Nach langer Diskussion und erfolglosen Anträgen in der Bezirksvertretung (BV), eine generelle Tempobegrenzung auf 30 km/h anzuordnen, sprachen sich die Abgeordneten in der Oktober-Sitzung der BV mit neun Ja-Stimmen dafür aus, den Gefahrenpunkt zu entschärfen. Und das Straßenverkehrsamt der Stadt Hagen reagierte – „Endlich!“, sagen die Anwohner – mit dem Tempo-30-Gebot (Zusatz Rutschgefahr).
Endgültig sei die Maßnahme jedoch nicht, so die Information aus der Stadtverwaltung Hagen. Vielmehr werde beobachtet, ob sich die Zahl der Unfälle reduziere.
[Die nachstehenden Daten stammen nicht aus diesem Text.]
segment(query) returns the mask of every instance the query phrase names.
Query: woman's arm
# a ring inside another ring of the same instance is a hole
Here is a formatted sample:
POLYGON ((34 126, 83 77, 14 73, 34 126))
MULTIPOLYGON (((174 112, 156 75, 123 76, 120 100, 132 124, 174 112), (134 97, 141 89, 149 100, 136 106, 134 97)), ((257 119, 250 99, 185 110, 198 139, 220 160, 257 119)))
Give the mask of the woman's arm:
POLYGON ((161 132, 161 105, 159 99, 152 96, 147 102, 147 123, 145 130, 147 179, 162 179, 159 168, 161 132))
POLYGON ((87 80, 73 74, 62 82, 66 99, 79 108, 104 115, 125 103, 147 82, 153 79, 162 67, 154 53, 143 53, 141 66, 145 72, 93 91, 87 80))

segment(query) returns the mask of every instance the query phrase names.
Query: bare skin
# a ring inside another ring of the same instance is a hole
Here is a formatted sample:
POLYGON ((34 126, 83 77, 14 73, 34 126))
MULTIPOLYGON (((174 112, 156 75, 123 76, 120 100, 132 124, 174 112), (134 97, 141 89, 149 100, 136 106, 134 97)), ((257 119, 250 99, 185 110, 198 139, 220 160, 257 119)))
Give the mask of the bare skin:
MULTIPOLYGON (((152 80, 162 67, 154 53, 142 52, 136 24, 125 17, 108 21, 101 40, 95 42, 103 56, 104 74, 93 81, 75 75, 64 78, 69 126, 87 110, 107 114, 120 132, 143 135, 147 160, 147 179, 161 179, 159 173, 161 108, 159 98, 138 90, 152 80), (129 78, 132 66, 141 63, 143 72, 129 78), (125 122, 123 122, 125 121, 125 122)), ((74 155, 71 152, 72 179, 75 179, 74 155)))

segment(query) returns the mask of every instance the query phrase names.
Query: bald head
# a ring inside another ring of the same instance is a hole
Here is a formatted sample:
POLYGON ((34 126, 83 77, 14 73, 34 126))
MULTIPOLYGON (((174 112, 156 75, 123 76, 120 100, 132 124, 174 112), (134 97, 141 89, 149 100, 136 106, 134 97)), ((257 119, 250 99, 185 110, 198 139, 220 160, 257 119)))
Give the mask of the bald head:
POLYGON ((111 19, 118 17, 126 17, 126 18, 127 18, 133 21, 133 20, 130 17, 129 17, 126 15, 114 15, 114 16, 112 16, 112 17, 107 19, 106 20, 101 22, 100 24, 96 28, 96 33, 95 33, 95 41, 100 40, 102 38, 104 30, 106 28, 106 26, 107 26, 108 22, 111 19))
Nun gilt es, so die Forderung der Anwohner, die Einhaltung der Geschwindigkeit zu überwachen. Das ist Aufgabe der Polizei.
Bisher standen die Beamten noch nicht mit dem Radar, einer Eso-Messanlage oder der Laserpistole am Straßenrand.
Pressesprecher Ulrich Hanki erklärt: „Wir werden zukünftig in der Stennertstraße Geschwindigkeitsmessungen vornehmen, aber das nicht ständig.“ Dass dies bisher noch nicht passiert sei, liege zum einen daran, dass die Stennertstraße nicht als Unfallschwerpunkt eingestuft ist und zum anderen der personelle Aufwand für Messungen an dieser Stelle ziemlich hoch sei.
„Wir können kein Fahrzeug an den Straßenrand stellen, sondern nur mit Laserpistole oder Eso-Messanlage agieren.“ Für den Einsatz mit der Laserpistole seien mindestens drei Beamte, eher vier, notwendig, weil die Verkehrssünder angehalten werden müssen.